Tuesday, June 1, 2010

summer

is just a day shy. i can't believe it.
and whats kicking in?
that lovely summer feeling of loneliness. i wonder why i'm feeling it already.
believe it or not, i'm gonna be a senior. i'm on my way to becoming someone.

at least that's what i'd like to think.

i've been thinking alot lately.(thinking is bad)
since just this past friday actually.
this year's drum major interview did not go as well as last year's.
well, because this year was a giant failure on my part.
i've wasted so much time.

time i could be using to become a better person, wasted. with what, i don't know.
leaving that brutal interview with a rubbery taste in my mouth, i realized how much of a failure i am. hell, i don't even think i'm gonna get drum major next year, when last year i was so gung ho about it.

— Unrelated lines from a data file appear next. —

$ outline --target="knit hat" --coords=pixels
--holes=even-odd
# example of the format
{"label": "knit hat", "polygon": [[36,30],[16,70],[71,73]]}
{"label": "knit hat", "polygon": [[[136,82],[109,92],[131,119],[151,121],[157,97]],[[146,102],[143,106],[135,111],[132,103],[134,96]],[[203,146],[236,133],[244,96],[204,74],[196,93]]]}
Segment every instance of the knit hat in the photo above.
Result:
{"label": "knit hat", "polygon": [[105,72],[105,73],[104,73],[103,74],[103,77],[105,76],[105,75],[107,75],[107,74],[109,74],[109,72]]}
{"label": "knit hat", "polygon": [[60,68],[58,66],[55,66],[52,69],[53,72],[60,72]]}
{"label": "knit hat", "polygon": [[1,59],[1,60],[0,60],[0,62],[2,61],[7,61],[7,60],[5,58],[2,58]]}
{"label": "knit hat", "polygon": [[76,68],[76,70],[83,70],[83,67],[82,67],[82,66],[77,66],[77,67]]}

i hate the feeling like you're doing everything wrong.
and that's how i've felt all my life.
when i think of it, i learned how to play piano wrong.
i learned how to play trumpet wrong.
when i tried doing things as a drum major, i was wrong.
wrong, wrong, wrong.

and when i feel like i'm doing something right,i am wrong.
i couldn't play the moonlight sonata worth shit.
and half of the songs i've attempted to learn i've given up on.

what the hell kind of person am i?

i'm so ready to get out of highschool.

but before then, i'm gonna set some summer goals. these goals are to be done by the end of summer.

-read at least 3 books casually.
-learn a sonata.
-play the trumpet in the center of your mouth.

i'll start there.
i need a haircut.

well i guess precalc wont study itsself.